Micro-financing refers to the activity of providing a broad range of financial services to low-income clients who lack access to the formal financial institutions. These financial services include very small loans (microcredit), savings, insurance and payment services. Access to credit is seen as an important step in improving a household’s welfare; hence, it helps in breaking the cycle of poverty on their own terms.
Based on its performance, which is monitored by the Bank of Guyana, the sector continues to prove that it has great potential to reduce poverty in Guyana.
PERFORMANCE FOR 2014
As of June 2014, there were two entities in the microfinance sector: The Institute of Private Enterprise Development (IPED) and Small Business Development Finance Trust (SBDFT).
IPED happens to be oldest and the largest micro-financing institution in Guyana. It is registered as a non-profit limited liability company and is exempt from corporation tax. All donations to this company are exempt from income tax. IPED, according to the Governor of the Bank of Guyana, Dr. Gobind Ganga, is the only microfinance institution in Guyana which covers all of the country’s administrative regions.
Dr. Ganga said that SBDFT was launched in November 2002, with locally generated funds of about $12 million, which were then supplemented by support from the government of Guyana, Canada, United Kingdom, and a loan from one of the commercial banks.
He said that SBDFT is a tax-exempt non-profit institution. SBDFT provides four types of loans: micro, developmental, consumer, and housing. Micro and consumer loans are payable in six months and developmental and housing loans, within two years.
The Central Bank Governor said that the security required for the micro and consumer loans are mostly moveable tangible assets. In the case of the developmental and housing loans, securities that are required are transports and land titles.
According to the Central Bank, the total assets held by the two microfinance institutes amounted to $3,926 million as at the end of June 2014, a 9.3% ($401million) decline from the end of June 2013 level and 2.7% ($108 million) below the end of June 2012 level of $4,034 million. It is projected, however, to improve significantly.
Loans, which represented the largest asset category, accounted for 77.3% of the sector’s total assets at the end of June 2014. The companies reported aggregate loans of $3,036million, a 13.2% ($354 million) increase when compared with the corresponding period in the previous year.

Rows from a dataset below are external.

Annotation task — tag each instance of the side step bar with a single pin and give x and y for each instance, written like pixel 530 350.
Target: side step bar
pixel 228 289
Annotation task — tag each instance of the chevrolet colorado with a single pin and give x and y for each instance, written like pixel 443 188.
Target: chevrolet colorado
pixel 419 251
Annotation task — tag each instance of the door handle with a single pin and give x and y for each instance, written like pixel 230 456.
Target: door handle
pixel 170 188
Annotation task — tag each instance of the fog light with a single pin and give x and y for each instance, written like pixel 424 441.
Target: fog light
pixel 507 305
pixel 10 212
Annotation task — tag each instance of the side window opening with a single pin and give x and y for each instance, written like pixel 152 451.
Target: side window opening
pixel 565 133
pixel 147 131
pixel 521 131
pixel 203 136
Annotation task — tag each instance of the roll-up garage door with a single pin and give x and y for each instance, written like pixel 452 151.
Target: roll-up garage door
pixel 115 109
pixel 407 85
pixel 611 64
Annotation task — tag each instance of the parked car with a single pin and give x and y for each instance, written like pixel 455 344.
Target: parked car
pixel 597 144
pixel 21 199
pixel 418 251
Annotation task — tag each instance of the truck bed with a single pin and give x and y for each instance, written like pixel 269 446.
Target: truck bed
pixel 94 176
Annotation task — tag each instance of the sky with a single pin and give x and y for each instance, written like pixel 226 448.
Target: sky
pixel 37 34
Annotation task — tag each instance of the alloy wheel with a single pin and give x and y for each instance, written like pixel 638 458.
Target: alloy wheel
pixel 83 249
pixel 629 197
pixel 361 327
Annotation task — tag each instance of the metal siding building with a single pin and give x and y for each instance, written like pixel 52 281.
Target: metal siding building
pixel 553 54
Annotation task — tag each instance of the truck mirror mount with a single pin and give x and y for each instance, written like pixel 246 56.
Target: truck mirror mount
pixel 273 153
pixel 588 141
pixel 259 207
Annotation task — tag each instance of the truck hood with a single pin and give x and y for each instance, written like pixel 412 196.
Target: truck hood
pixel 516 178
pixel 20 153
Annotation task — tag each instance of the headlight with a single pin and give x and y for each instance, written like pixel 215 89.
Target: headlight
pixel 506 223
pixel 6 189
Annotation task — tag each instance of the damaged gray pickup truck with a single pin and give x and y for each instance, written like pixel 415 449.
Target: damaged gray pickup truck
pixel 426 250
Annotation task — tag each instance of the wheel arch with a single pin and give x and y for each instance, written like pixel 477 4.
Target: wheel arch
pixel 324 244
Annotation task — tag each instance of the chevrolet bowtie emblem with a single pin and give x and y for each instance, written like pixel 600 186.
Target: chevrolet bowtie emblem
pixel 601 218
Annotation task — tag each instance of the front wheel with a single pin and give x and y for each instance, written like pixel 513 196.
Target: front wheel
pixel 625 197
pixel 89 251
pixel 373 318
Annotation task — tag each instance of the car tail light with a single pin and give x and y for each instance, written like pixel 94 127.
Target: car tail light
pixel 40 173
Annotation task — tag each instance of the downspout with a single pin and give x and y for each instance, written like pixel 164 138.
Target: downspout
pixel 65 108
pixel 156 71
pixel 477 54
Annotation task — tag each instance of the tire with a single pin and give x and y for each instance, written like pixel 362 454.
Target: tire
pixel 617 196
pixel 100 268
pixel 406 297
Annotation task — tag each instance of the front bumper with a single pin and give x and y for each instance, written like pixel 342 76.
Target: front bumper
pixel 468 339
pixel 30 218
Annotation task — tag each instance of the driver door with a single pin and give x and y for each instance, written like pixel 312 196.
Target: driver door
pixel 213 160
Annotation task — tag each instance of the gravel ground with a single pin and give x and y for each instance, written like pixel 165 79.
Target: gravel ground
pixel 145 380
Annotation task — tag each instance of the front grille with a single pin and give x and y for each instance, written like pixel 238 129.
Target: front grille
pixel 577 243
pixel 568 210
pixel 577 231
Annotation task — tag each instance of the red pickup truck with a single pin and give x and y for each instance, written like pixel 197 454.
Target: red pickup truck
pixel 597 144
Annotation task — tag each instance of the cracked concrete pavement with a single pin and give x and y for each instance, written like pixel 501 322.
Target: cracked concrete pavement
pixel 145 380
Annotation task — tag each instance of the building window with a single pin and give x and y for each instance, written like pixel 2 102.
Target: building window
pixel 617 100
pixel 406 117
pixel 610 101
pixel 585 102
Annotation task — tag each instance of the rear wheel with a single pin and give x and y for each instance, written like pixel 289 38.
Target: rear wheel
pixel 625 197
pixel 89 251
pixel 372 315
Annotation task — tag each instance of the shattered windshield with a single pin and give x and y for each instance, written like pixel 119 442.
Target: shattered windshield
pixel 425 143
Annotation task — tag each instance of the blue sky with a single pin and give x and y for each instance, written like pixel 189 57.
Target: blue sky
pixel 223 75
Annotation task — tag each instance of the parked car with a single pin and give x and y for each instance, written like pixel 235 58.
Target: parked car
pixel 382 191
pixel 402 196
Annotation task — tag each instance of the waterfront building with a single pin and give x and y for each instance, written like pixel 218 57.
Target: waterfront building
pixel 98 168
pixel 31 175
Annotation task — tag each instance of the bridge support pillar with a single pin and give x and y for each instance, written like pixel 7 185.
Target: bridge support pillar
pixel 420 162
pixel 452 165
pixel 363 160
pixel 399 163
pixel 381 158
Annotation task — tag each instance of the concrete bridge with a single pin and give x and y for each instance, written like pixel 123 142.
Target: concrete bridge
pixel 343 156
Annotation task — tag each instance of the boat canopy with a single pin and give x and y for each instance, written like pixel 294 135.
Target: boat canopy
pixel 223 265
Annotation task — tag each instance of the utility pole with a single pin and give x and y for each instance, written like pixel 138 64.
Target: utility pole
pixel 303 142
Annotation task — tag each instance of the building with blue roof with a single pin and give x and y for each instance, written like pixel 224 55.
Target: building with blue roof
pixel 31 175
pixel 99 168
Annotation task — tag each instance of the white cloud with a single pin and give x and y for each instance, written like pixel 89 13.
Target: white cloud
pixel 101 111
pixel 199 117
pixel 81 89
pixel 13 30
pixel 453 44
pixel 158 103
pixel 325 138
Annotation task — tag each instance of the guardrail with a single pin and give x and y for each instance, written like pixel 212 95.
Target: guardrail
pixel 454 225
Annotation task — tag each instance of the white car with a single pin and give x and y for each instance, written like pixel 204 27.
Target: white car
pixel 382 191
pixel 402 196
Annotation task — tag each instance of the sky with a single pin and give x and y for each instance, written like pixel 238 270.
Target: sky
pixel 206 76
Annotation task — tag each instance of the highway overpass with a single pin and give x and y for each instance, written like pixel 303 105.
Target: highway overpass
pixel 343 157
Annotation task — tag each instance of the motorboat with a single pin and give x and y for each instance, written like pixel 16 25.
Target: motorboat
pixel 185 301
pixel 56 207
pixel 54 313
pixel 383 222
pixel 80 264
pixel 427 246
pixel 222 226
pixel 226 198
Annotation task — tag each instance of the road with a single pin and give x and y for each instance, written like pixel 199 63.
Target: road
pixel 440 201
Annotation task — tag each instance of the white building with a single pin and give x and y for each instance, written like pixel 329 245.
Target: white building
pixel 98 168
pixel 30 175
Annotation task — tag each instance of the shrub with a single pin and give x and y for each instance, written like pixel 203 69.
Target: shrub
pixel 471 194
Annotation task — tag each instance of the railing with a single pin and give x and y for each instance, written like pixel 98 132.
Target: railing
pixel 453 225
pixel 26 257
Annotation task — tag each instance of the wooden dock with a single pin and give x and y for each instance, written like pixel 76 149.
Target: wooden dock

The Bank of Guyana said that the portfolios of the institutions consisted mainly of microcredit and loans to Small and Medium-sized Enterprises (SMEs), which together accounted for 99.6% of total loans.
It said too that loans to the SMEs totaled $2,644 million, and accounted for 87.1% of the sector’s aggregate loan portfolio, resulting in a 15.1% ($347 million) increase for the same period last year and 2.1% ($53 million) below the June 2012 level.
Loans to the SMEs were 85.7% and 85.8% of total loans as at end of June 2013 and 2012 respectively. Microcredit, the second largest loan category, amounted to $375 million and represented 12.4% of total loans for the review period.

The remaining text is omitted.